Nel cuore delle Stati Uniti della fine del Seicento – oggi, come allora – Florens, figlia di una schiava e della violenza del suo padrone, vive una vita di privazioni e sofferenze in una piantagione del Maryland fino all’arrivo alla fattoria di Jacob, un commerciante che possiede una proprietà nel Nord, recatosi fin lì per riscuotere un debito. Ma il padrone non ha denaro e il baratto è ancora un metodo efficace per far fronte ai propri debiti – come poi accade con i nostri debitori. Così le schiave della fattoria, senza tintinnare, divengono moneta al mercato. La storia si dipana nel dramma. La madre di Florens intercetta negli occhi del mercante un riflesso di umanità, baratta sé stessa e lo convince a portare con sé la figlia, consapevole che troverà un futuro migliore lontano dalle oppressioni della schiavitù. L’eterogenesi dei fini è alla finestra. Lo strappo deciso dalla madre si rivelerà una scelta disperata e straziante. Florens trascorrerà il resto della sua vita inciampando nel vuoto dell’assenza materna, senza mai capire che quella scelta, tanto dolorosa agli occhi di gente stolida, è stata l’unico Dono d’amore che la madre le ha potuto concedere.

«Mi gira la testa per la confusione: ho fame di te e paura di perdermi. Niente mi spaventa più di questo compito e niente è una tentazione più grande. Dal giorno che sparisci sogno e faccio dei piani. Per scoprire dove sei e come venire da te.»

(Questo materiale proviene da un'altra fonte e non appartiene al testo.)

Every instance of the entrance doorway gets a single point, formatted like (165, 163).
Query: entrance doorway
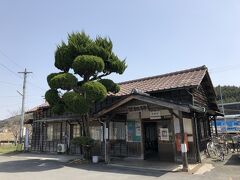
(151, 140)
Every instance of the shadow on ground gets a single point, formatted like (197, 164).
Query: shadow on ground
(32, 165)
(234, 160)
(101, 167)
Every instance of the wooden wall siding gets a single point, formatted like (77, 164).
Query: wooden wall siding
(118, 148)
(179, 96)
(35, 145)
(124, 149)
(200, 97)
(124, 108)
(134, 149)
(191, 154)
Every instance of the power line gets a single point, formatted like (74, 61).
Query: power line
(5, 55)
(4, 82)
(9, 70)
(25, 73)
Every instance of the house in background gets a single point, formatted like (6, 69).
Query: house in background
(145, 120)
(230, 123)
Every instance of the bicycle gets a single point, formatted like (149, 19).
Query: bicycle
(216, 149)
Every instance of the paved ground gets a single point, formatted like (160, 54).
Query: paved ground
(39, 167)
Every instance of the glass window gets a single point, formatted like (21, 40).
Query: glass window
(117, 130)
(95, 132)
(56, 131)
(76, 130)
(49, 132)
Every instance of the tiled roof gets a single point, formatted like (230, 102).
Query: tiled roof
(186, 78)
(44, 105)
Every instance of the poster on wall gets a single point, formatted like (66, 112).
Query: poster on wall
(164, 134)
(133, 131)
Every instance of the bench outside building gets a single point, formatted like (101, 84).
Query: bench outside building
(148, 119)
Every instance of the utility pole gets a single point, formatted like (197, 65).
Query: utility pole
(223, 110)
(23, 103)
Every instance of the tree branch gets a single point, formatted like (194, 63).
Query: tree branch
(100, 76)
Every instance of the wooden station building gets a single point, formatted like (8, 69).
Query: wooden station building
(148, 119)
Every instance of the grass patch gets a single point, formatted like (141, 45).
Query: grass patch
(7, 148)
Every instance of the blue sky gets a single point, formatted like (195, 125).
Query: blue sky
(155, 36)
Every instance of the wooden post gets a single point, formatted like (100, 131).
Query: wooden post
(196, 138)
(183, 145)
(142, 135)
(215, 126)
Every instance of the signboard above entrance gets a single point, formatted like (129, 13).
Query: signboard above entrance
(158, 114)
(155, 114)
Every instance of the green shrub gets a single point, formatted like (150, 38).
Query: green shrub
(75, 102)
(87, 65)
(52, 96)
(95, 91)
(65, 81)
(110, 85)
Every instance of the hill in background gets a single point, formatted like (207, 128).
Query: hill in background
(229, 94)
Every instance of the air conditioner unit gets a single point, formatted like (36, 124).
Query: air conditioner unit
(61, 148)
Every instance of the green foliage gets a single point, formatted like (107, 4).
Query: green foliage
(50, 76)
(78, 43)
(64, 57)
(114, 64)
(110, 85)
(58, 108)
(83, 141)
(95, 91)
(104, 43)
(65, 81)
(87, 65)
(52, 96)
(91, 59)
(229, 94)
(75, 102)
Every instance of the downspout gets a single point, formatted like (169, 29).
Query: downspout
(196, 130)
(105, 140)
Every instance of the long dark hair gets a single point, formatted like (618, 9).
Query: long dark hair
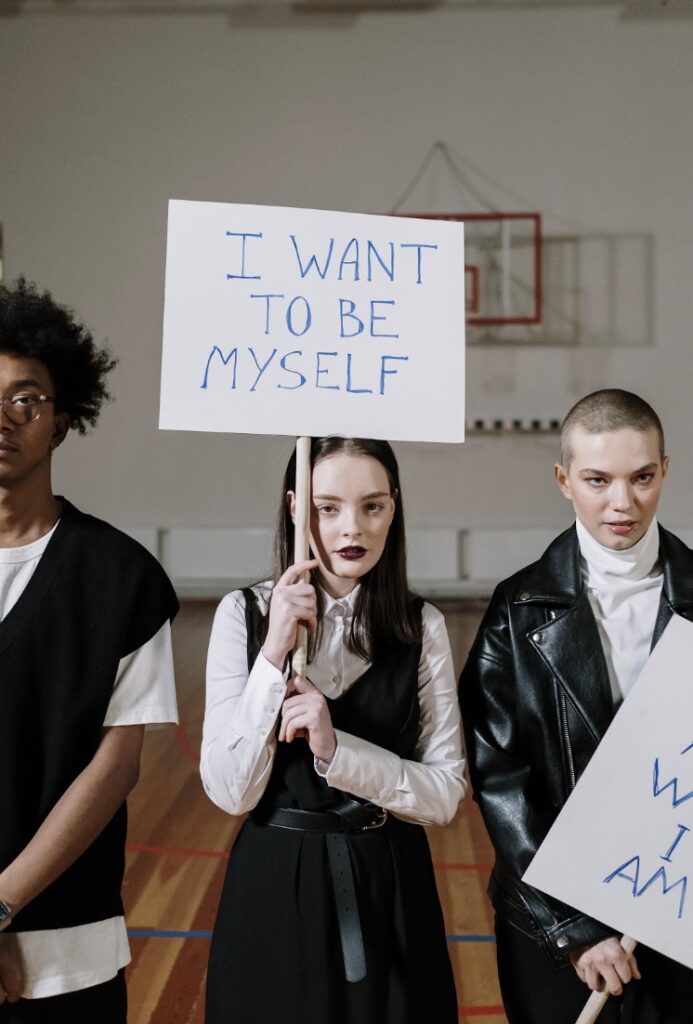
(385, 612)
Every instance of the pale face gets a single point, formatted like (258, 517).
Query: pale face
(26, 449)
(350, 516)
(614, 481)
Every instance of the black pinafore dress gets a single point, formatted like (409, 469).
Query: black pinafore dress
(276, 953)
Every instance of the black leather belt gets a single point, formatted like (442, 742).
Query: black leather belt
(350, 816)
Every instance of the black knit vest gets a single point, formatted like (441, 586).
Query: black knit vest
(94, 597)
(381, 707)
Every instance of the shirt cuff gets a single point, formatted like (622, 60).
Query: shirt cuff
(358, 767)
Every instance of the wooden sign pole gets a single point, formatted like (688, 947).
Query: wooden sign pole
(302, 541)
(597, 1000)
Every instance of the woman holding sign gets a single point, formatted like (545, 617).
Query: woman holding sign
(330, 911)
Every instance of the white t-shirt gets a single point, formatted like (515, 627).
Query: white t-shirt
(65, 960)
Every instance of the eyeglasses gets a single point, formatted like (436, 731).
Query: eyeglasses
(23, 409)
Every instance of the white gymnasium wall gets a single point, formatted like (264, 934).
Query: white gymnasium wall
(583, 115)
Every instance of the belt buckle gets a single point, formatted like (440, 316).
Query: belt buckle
(377, 822)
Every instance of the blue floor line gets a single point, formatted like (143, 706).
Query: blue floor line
(156, 933)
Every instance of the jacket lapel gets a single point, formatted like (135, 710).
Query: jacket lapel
(571, 648)
(677, 592)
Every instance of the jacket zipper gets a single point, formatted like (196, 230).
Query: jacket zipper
(563, 706)
(566, 738)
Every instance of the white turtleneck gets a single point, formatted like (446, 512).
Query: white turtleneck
(623, 588)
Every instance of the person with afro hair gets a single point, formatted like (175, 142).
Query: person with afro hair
(85, 663)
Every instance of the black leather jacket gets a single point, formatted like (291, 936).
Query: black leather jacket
(535, 702)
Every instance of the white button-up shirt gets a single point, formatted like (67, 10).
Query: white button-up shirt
(239, 739)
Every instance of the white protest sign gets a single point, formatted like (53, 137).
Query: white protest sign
(621, 849)
(309, 323)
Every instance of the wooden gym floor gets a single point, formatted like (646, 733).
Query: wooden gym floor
(178, 847)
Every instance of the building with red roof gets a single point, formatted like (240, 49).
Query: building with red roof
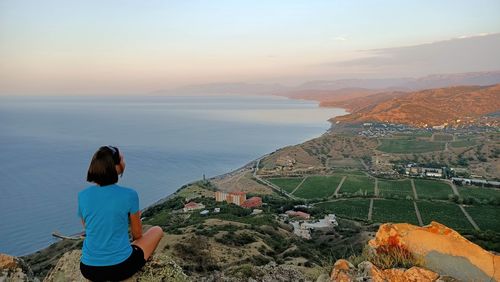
(193, 206)
(252, 202)
(300, 214)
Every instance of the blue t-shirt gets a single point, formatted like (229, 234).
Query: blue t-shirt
(105, 211)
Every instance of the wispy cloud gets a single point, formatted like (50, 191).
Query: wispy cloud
(340, 38)
(470, 53)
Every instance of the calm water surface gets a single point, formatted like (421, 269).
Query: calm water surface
(46, 144)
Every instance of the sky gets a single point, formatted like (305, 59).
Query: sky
(120, 46)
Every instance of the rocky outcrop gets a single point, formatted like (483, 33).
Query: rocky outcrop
(158, 268)
(344, 271)
(442, 249)
(14, 269)
(250, 273)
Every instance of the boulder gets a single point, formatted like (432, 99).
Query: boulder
(159, 268)
(343, 271)
(366, 271)
(14, 269)
(442, 249)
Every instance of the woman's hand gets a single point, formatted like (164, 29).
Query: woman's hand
(136, 225)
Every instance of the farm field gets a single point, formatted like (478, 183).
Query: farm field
(286, 183)
(485, 216)
(394, 211)
(478, 192)
(431, 189)
(401, 188)
(350, 208)
(448, 214)
(463, 143)
(358, 183)
(403, 146)
(318, 186)
(443, 137)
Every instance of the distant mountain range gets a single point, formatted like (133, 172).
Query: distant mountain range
(323, 90)
(454, 99)
(452, 106)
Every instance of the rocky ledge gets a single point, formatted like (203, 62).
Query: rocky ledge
(442, 252)
(158, 268)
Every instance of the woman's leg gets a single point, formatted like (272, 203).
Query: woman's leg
(149, 241)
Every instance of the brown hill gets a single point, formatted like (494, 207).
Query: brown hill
(443, 106)
(364, 102)
(330, 97)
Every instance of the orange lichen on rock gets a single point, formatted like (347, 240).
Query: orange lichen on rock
(342, 271)
(366, 271)
(443, 249)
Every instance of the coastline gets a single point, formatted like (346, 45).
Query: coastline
(246, 166)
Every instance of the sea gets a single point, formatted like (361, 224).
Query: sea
(46, 144)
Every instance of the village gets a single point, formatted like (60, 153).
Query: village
(303, 223)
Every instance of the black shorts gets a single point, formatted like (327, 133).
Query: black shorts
(116, 272)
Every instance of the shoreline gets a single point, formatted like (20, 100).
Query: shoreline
(247, 165)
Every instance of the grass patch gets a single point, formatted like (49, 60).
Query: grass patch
(443, 137)
(478, 192)
(358, 184)
(485, 216)
(463, 143)
(318, 187)
(394, 211)
(431, 189)
(349, 208)
(286, 183)
(446, 213)
(401, 146)
(395, 188)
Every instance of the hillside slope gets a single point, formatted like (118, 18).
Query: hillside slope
(454, 106)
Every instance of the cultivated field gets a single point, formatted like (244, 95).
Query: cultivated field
(349, 208)
(402, 146)
(485, 216)
(286, 183)
(318, 187)
(448, 214)
(431, 189)
(400, 188)
(357, 184)
(463, 143)
(478, 193)
(394, 211)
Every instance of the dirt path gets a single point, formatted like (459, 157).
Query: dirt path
(454, 188)
(370, 210)
(467, 215)
(364, 164)
(417, 212)
(300, 184)
(338, 187)
(414, 189)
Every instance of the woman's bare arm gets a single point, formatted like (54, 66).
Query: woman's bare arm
(136, 225)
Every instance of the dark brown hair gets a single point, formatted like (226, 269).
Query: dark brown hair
(102, 167)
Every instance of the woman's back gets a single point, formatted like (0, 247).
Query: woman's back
(105, 210)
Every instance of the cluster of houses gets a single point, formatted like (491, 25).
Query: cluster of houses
(415, 170)
(304, 225)
(476, 182)
(237, 198)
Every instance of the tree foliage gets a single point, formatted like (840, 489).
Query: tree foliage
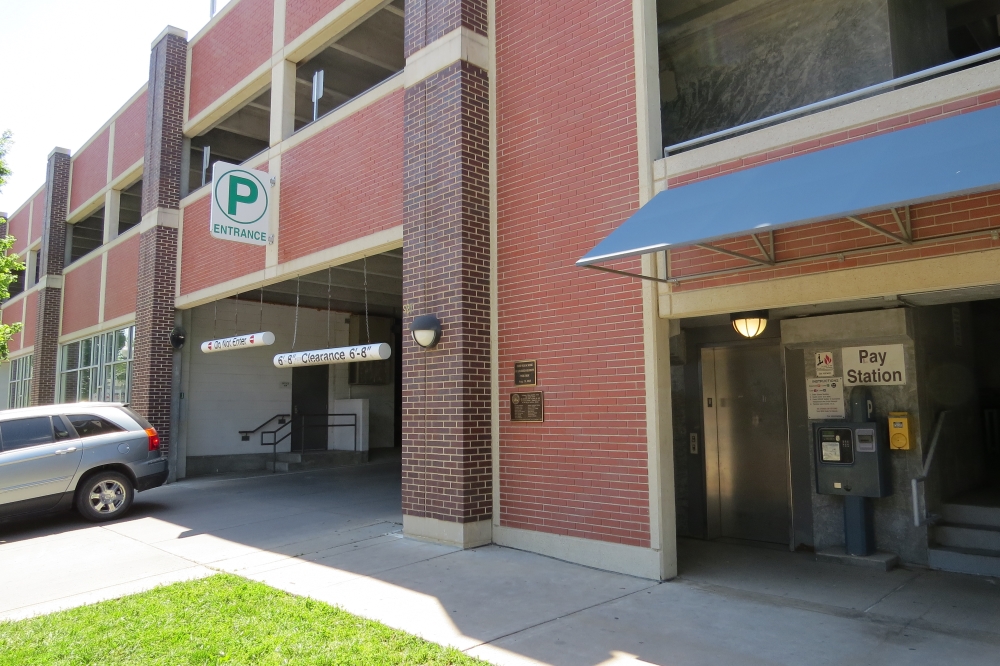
(10, 264)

«Come farò, mi domando, a trovarti al buio? Ora finalmente un modo c’è. Ho degli ordini. È deciso. Vedrò la tua bocca e farò scorrere le dita verso il basso. Mi poserai ancora il mento tra i capelli mentre respiro contro la tua spalla dentro e fuori, dentro e fuori. Sono felice perché il mondo si spalanca davanti a noi, però è così nuovo che mi fa tremare. Per arrivare da te devo lasciare l’unica casa, le uniche persone che conosco.»

«Quando le lettere si fanno memoria facciamo parole intere.»